The session commenced on September 23, with a briefing for transatlantic stakeholders hosted by the U.S. Chamber of Commerce's Global Intellectual Property Center. At the briefing, officials from both sides of the Atlantic reported about ongoing cooperative efforts to strengthen IPR protection globally through support for U.S. and European small- and medium-sized enterprises (SMEs), joint Customs activities to address concerns related to the growing problem of trade in counterfeit and pirated goods, and capacity-building efforts in third countries.
Officials reviewed the current status of a number of ongoing multilateral discussions currently underway within the Organization for Economic Cooperation and Development, United Nations, and other international bodies. Both U.S. and European Union (EU) officials also reaffirmed a commitment to the Anti-Counterfeiting Trade Agreement (ACTA) negotiations. They also pledged to fairly represent the interests of the various constituency groups who are following the negotiations with interest and to keep them informed as the negotiations progress.
Representatives of DG Enterprise and the Department of Commerce spoke on support for SMEs, particularly the web-based IPR resources that both have developed. DG Enterprise presented a catalogue of on-line IPR tools for SMEs, which can be found under "Online Tools" at its SME Portal and can be accessed at ec.europa.eu/enterprise/sme/. The Department of Commerce noted that an on-line SME IPR training module is now available on the U.S. government IPR portal StopFakes.gov and that the two portals will soon include a link to each other.
U.S. and EU Customs officials rolled out a new brochure titled "Protecting Intellectual Property at Our Borders," which provides information to rights holders on how to work with Customs officials to obtain enforcement of intellectual property rights in both markets. Customs officials also delivered joint Web-Toolkit Product Guidelines, which provide guidance to right holders who are developing toolkits to assist Customs officials in both markets with authenticating suspect shipments.

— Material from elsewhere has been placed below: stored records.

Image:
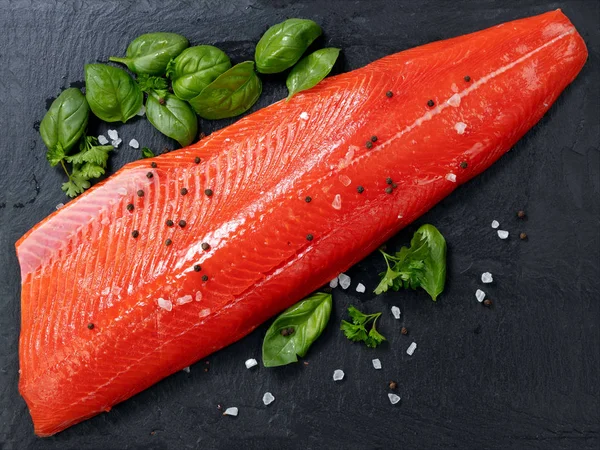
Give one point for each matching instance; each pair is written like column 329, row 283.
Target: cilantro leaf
column 357, row 330
column 55, row 155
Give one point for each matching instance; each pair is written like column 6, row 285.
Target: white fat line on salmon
column 455, row 99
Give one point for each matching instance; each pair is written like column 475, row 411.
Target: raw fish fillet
column 157, row 308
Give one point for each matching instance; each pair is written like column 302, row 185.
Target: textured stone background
column 523, row 374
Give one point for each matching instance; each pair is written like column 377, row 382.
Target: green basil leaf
column 150, row 53
column 283, row 44
column 195, row 68
column 173, row 117
column 307, row 319
column 64, row 123
column 311, row 70
column 231, row 94
column 111, row 93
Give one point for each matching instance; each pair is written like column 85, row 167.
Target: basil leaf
column 173, row 118
column 307, row 320
column 283, row 44
column 231, row 94
column 311, row 70
column 150, row 53
column 429, row 247
column 64, row 124
column 111, row 93
column 195, row 68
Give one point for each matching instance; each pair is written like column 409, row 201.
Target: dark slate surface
column 523, row 374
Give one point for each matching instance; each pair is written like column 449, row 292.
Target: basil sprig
column 311, row 70
column 64, row 124
column 283, row 44
column 294, row 331
column 231, row 94
column 150, row 53
column 195, row 68
column 111, row 93
column 173, row 117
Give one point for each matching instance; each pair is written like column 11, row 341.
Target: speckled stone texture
column 522, row 374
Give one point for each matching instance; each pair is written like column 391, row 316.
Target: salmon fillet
column 243, row 254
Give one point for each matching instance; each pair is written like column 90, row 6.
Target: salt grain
column 250, row 363
column 451, row 177
column 480, row 295
column 393, row 398
column 411, row 349
column 268, row 398
column 345, row 280
column 486, row 277
column 338, row 375
column 165, row 304
column 231, row 411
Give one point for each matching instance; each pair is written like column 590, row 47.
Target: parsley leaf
column 423, row 264
column 357, row 330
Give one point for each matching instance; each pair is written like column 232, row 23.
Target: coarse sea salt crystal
column 460, row 127
column 165, row 304
column 480, row 295
column 393, row 398
column 183, row 300
column 232, row 411
column 337, row 202
column 268, row 398
column 345, row 280
column 486, row 277
column 345, row 180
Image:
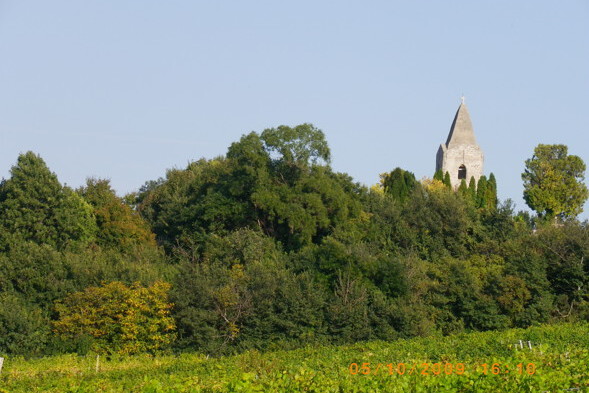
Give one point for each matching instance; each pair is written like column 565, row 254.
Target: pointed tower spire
column 461, row 132
column 460, row 156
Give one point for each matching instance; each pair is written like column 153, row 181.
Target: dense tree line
column 268, row 247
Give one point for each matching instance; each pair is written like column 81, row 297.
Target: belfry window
column 462, row 172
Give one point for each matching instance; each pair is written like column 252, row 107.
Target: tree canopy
column 553, row 182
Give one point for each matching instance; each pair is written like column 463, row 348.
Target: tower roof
column 461, row 132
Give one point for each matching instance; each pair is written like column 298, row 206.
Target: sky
column 124, row 89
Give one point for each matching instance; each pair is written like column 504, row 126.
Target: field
column 552, row 358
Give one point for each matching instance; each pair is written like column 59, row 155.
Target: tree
column 35, row 207
column 491, row 193
column 553, row 182
column 118, row 225
column 472, row 190
column 481, row 199
column 398, row 183
column 120, row 319
column 447, row 181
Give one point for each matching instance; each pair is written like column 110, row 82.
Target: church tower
column 460, row 156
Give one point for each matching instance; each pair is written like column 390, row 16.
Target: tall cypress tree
column 472, row 190
column 447, row 181
column 463, row 189
column 482, row 192
column 492, row 192
column 399, row 183
column 35, row 207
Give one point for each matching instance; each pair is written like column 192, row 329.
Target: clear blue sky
column 125, row 89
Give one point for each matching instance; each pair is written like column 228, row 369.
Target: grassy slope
column 560, row 354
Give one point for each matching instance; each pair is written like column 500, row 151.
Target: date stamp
column 435, row 369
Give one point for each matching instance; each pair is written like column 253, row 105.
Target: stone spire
column 460, row 156
column 461, row 132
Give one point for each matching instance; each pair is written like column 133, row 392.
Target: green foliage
column 482, row 192
column 35, row 207
column 447, row 181
column 472, row 191
column 23, row 327
column 473, row 362
column 491, row 194
column 553, row 182
column 121, row 319
column 463, row 189
column 399, row 184
column 271, row 182
column 118, row 225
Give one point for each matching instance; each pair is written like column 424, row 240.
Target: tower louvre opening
column 462, row 172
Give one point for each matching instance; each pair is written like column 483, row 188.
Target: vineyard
column 551, row 358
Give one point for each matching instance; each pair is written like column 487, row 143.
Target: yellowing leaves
column 121, row 319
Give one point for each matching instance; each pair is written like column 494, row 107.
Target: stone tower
column 460, row 156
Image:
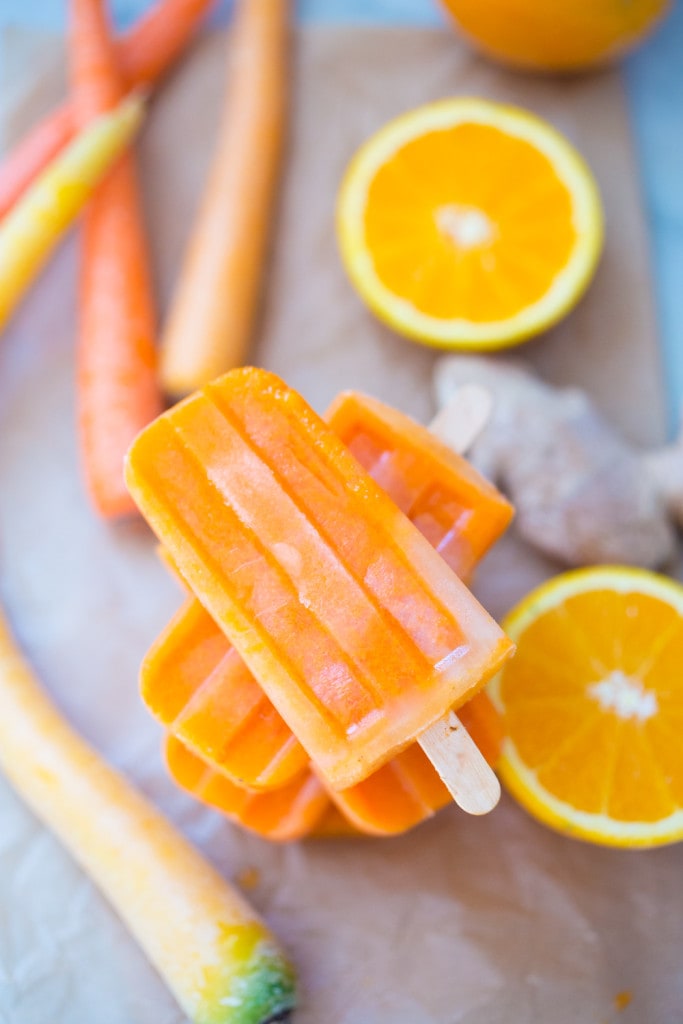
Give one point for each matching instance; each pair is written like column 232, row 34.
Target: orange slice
column 593, row 706
column 469, row 224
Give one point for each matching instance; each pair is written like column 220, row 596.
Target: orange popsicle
column 353, row 625
column 281, row 815
column 403, row 793
column 196, row 684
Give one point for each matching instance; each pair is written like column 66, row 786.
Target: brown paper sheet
column 496, row 921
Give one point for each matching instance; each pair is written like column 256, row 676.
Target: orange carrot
column 144, row 53
column 215, row 302
column 117, row 391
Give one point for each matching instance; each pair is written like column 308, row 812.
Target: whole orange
column 546, row 36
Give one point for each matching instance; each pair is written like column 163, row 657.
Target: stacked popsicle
column 326, row 633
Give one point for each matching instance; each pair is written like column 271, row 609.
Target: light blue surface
column 654, row 81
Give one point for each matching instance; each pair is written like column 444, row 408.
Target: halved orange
column 593, row 706
column 469, row 224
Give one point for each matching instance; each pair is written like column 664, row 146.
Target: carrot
column 212, row 315
column 117, row 387
column 36, row 223
column 214, row 952
column 144, row 53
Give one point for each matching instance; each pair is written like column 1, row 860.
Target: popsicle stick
column 461, row 765
column 458, row 760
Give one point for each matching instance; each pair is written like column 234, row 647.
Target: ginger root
column 583, row 495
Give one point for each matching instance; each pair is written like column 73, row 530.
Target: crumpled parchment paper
column 494, row 921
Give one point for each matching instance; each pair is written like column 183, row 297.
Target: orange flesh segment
column 468, row 222
column 593, row 705
column 281, row 535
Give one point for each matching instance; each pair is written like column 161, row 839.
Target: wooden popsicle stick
column 459, row 762
column 461, row 765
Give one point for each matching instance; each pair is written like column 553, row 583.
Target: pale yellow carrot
column 36, row 223
column 214, row 952
column 212, row 315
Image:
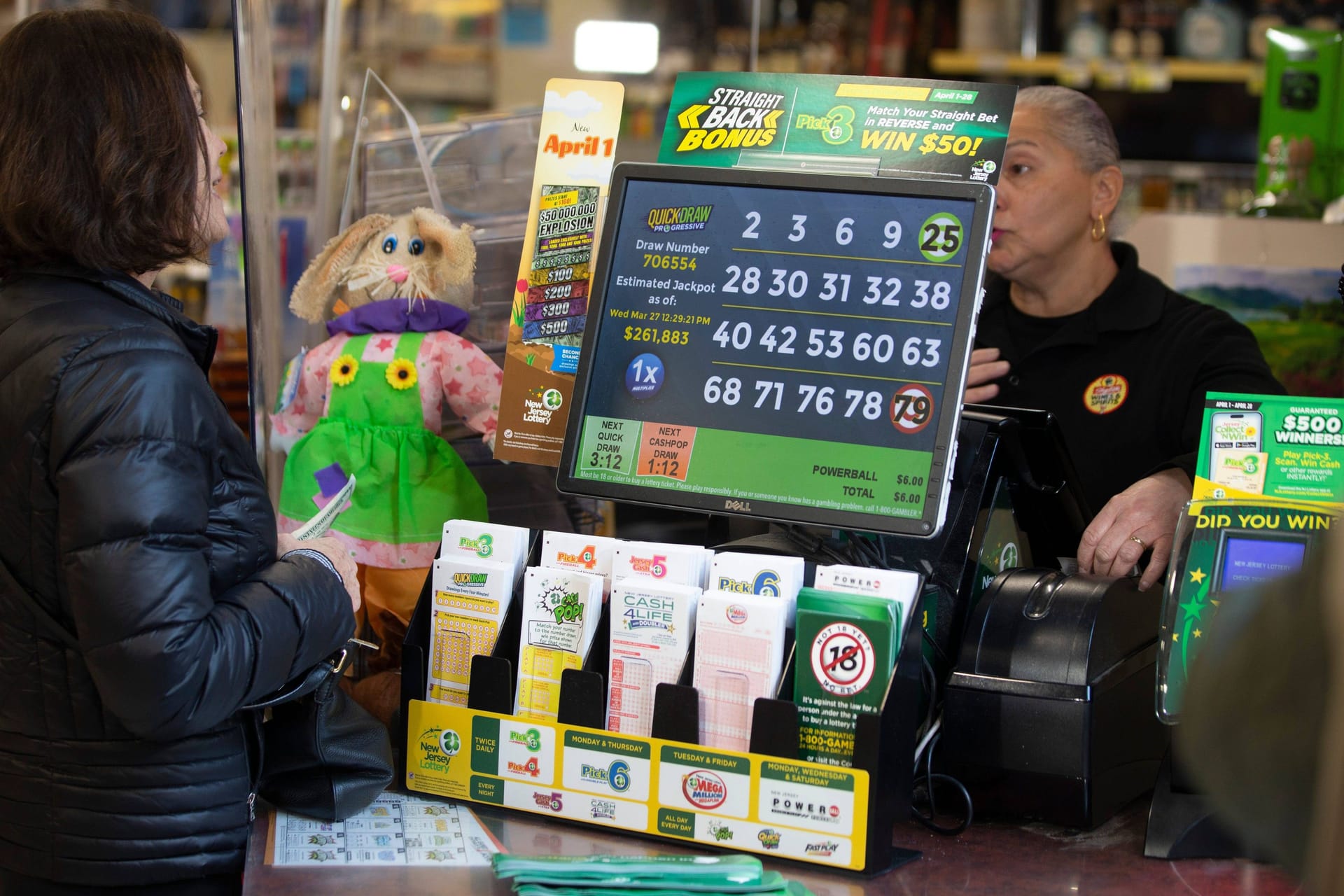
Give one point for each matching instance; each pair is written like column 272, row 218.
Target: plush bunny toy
column 370, row 399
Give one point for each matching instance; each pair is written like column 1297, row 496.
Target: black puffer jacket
column 134, row 512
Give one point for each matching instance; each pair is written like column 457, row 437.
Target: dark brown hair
column 100, row 144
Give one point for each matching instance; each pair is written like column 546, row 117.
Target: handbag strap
column 309, row 681
column 55, row 631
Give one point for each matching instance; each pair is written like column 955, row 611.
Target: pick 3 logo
column 530, row 767
column 483, row 546
column 705, row 789
column 531, row 739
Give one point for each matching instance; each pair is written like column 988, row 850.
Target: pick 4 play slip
column 581, row 554
column 652, row 625
column 561, row 613
column 470, row 598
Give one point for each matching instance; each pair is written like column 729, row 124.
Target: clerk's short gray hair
column 1077, row 121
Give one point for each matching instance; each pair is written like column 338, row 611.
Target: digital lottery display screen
column 1249, row 559
column 777, row 344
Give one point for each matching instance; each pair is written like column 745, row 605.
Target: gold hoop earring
column 1100, row 230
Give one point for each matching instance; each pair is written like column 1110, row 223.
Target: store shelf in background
column 1167, row 241
column 1107, row 73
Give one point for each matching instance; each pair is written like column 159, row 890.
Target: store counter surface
column 999, row 859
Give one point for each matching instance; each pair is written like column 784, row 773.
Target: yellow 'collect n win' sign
column 738, row 801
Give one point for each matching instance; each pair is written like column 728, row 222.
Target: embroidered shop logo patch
column 1107, row 394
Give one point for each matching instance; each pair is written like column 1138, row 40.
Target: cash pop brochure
column 891, row 127
column 580, row 125
column 1272, row 447
column 561, row 613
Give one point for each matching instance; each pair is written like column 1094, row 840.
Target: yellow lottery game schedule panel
column 738, row 801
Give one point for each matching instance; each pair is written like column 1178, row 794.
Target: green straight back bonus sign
column 927, row 130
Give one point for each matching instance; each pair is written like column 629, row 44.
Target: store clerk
column 1073, row 326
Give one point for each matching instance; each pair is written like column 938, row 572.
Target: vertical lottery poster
column 909, row 128
column 574, row 158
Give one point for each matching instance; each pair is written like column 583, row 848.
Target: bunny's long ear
column 454, row 272
column 316, row 289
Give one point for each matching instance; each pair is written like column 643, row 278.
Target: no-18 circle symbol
column 843, row 659
column 911, row 409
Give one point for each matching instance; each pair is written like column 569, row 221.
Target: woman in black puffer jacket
column 141, row 599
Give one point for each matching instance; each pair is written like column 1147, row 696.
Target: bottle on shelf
column 1086, row 38
column 1211, row 30
column 1269, row 14
column 1287, row 194
column 1324, row 15
column 1158, row 30
column 1124, row 39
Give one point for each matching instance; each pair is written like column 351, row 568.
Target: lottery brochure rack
column 666, row 786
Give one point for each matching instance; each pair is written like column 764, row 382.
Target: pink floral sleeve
column 470, row 381
column 293, row 422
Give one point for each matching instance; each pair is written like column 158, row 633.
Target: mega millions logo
column 617, row 776
column 732, row 118
column 483, row 546
column 705, row 789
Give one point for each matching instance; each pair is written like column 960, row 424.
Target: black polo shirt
column 1126, row 377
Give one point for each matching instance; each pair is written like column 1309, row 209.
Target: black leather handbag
column 323, row 754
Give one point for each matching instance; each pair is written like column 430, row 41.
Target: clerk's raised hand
column 986, row 367
column 1142, row 517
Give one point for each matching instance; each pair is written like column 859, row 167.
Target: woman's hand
column 984, row 368
column 334, row 551
column 1147, row 511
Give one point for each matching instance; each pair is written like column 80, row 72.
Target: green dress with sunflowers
column 409, row 479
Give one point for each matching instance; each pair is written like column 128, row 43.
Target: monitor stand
column 1180, row 822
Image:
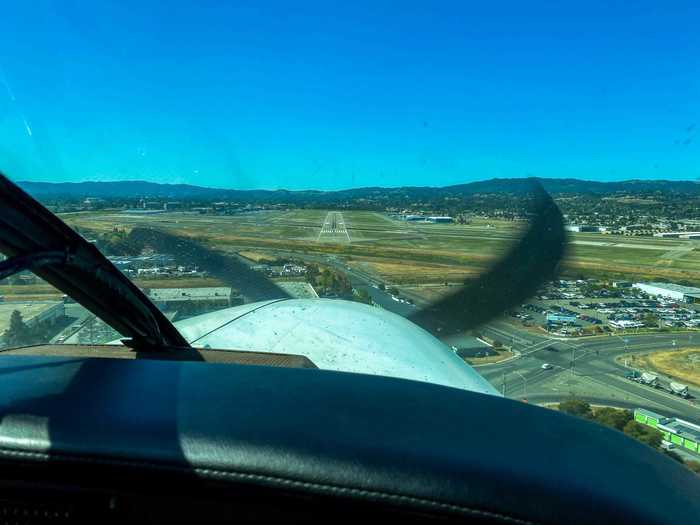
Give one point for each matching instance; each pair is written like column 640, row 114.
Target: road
column 595, row 375
column 585, row 368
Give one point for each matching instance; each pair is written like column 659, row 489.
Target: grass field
column 407, row 253
column 682, row 364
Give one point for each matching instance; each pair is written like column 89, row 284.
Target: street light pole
column 524, row 384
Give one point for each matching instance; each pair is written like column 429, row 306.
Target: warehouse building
column 677, row 292
column 298, row 289
column 676, row 431
column 33, row 312
column 193, row 300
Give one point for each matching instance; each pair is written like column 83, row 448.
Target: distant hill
column 143, row 189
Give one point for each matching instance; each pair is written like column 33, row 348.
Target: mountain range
column 143, row 189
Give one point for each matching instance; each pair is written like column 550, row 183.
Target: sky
column 331, row 95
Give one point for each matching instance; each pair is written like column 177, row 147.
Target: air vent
column 21, row 513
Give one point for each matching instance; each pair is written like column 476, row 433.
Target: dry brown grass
column 681, row 364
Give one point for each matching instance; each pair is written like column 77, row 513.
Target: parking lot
column 581, row 307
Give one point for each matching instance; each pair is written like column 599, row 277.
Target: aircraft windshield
column 372, row 169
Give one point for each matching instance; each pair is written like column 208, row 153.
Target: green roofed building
column 677, row 431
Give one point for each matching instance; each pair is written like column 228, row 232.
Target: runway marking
column 333, row 225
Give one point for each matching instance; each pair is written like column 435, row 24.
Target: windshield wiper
column 35, row 239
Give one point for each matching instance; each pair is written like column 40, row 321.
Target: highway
column 595, row 374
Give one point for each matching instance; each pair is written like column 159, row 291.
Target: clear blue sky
column 340, row 94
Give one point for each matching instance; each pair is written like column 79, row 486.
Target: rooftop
column 298, row 289
column 672, row 287
column 683, row 428
column 189, row 294
column 28, row 309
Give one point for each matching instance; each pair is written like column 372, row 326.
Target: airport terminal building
column 677, row 292
column 676, row 431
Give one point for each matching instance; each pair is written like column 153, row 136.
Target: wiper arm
column 30, row 262
column 36, row 239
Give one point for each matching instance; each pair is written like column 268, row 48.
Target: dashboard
column 107, row 439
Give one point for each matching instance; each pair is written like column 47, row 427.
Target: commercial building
column 678, row 235
column 560, row 318
column 679, row 432
column 192, row 299
column 623, row 324
column 33, row 312
column 580, row 228
column 677, row 292
column 298, row 289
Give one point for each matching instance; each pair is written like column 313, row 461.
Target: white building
column 677, row 292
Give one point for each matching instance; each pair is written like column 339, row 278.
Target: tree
column 643, row 433
column 17, row 334
column 362, row 296
column 576, row 407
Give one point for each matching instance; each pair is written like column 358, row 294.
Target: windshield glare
column 373, row 173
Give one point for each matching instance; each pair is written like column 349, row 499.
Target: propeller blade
column 533, row 261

They further noted the success of past joint operations and information exchanges and indicated that discussions are on-going for future joint operations.
On September 24, discussions continued when U.S. and EU officials met at the Department of Commerce to discuss common goals in key third country markets. Both parties agreed to continue to work together to strengthen intellectual property protection through both bilateral and multilateral mechanisms. DG Enterprise and the U.S. Department of Commerce agreed to continue to cooperate in the development of resources that will benefit SMEs. The next meeting of the IPR Working Group is tentatively scheduled to take place in Europe during the first quarter of 2010. The Working Group will report on its activities to the Transatlantic Economic Council and the U.S.-EU Summit.
The United States and the European Union established the IPR Working Group in 2005. The Working Group is composed of IPR officials representing lead agencies and services from both the United States and Europe. It was constituted to identify the areas and modalities for joint action. The Working Group works in close consultation with industry and other interested parties.